100 Days of Leo Burnett, the Midwestern Master of Mascots DAY 11

Here’s today’s Leo:

The most fearful possibility that lies ahead is that we might contract ‘fatheadism’ — fat between the ears can destroy us.” — Leo Burnett

Leo Burnett ProfileIn The Art of Writing Advertising | Conversations with Masters of the Craft, AdAge Interviewer Denis Higgins talks to Leo Burnett.

Originally published in 1965, this book had a huge influence on my life. I first read it around the age of 5 — my father was a Mad Man on Madison Avenue (an “account guy” at Y&R, working on Drexel … my Dad invented the angled broom) and after the first reading I vowed to live my life like Bernbach; Burnett; Gribbin; Ogilvy; and Reeves, which is also a great name for an agency — am I right or what?

For many years, my one goal in life was to work at Ogilvy & Mather or Leo Burnett. I actually got an offer from Ogilvy, but I choose P&G instead … partly because David Richardson, the Managing Director at Ogilvy at the time told me “You can only work for P&G this one time; you can join us anytime.”

Of course, that never happened … it still feels like a hanging chad in my lifeline. I did get a chance to do a creative internship at Leo Burnett with Martin Shewchuk. That was an awesome experience and it ruined me forever — I opened my own agency a year later.

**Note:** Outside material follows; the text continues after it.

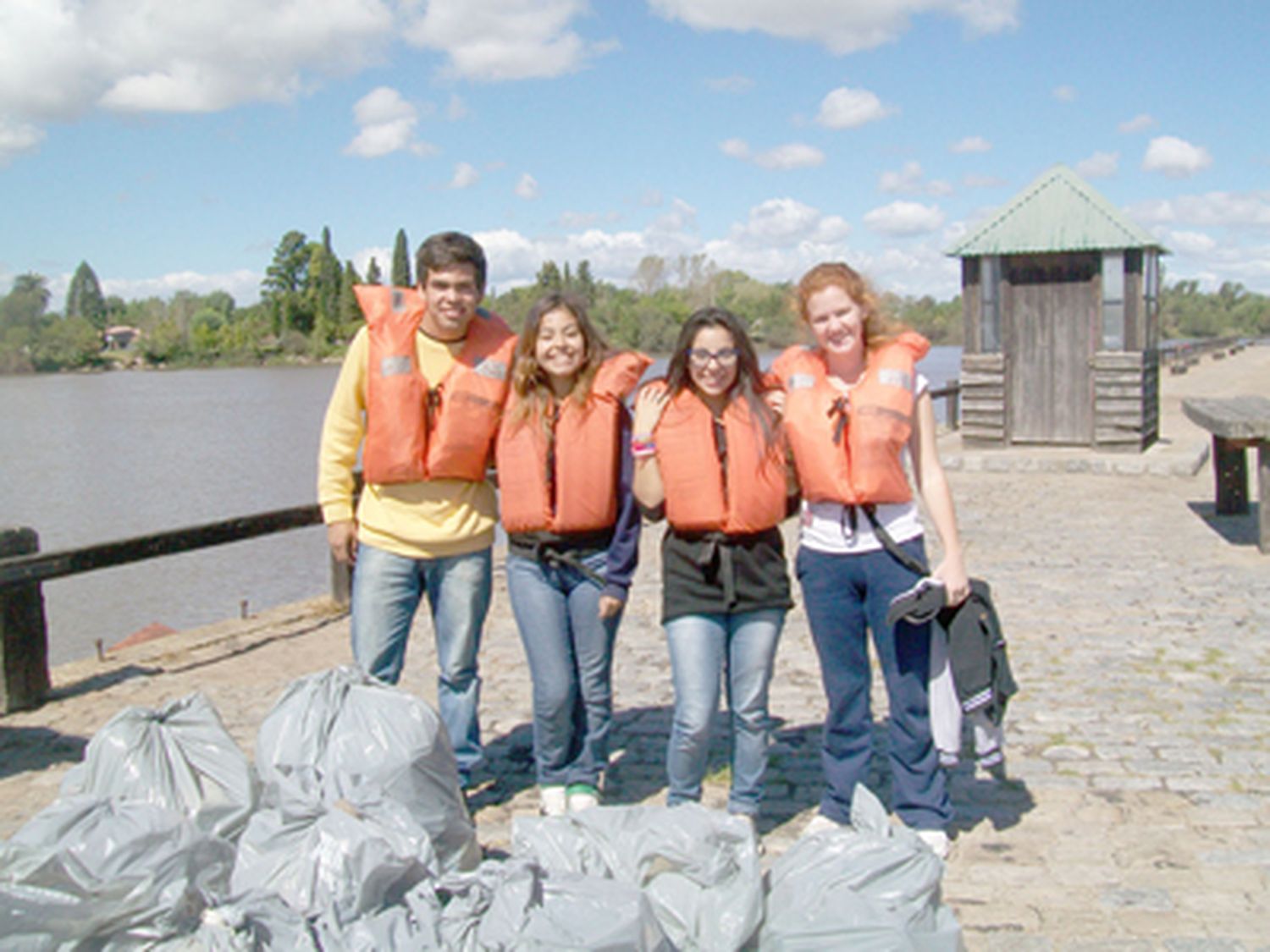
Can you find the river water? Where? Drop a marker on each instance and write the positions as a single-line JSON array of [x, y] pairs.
[[97, 457]]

One thing that impressed me about the Leo Burnett AdAge interview was his focus on basics in his training. After reading the passage below, I worked hard to learn everything I could about type and typesetting — I was Editor of my high school and university newspapers; and my summer job through high school was as a typesetter. In fact, I took typing classes in high school — much to the derision of the Neanderthal boys that were in my class — specifically so that I could have “ink in my veins”. Here is an extract of that interview:

A grey day in New York. It is ten o’clock in the morning and Leo Burnett, looking like a prosperous Rotarian from out-of-town, perhaps a well-to-do tractor dealer from the Plains States, maintains gruffly that he doesn’t like these damned tape recorders. “I’m a writer, not a public speaker,” he says. He moves around his suite in the Plaza Hotel and gazes out a window at a deserted Central Park. It is winter and it has been snowing and the agency man’s mood is as blustery as the weather outside. “Well,” he says, taking a seat in an armchair by the window. “Well, hell, plug the damn thing in, and let’s get started…”

Q: How did you get started in the business — what made you want to get into the newspaper business or into the advertising business?

A: Well, I never dreamed I was ever going into the advertising business. We lived in a small town; I was practically brought up under a printing press. I started in as a printer’s devil and learned to set type and had my own little press at home. I would print little things. I took pied type home with me from the barrel at the newspaper shop, and sorted it out, and had my own case of type at home.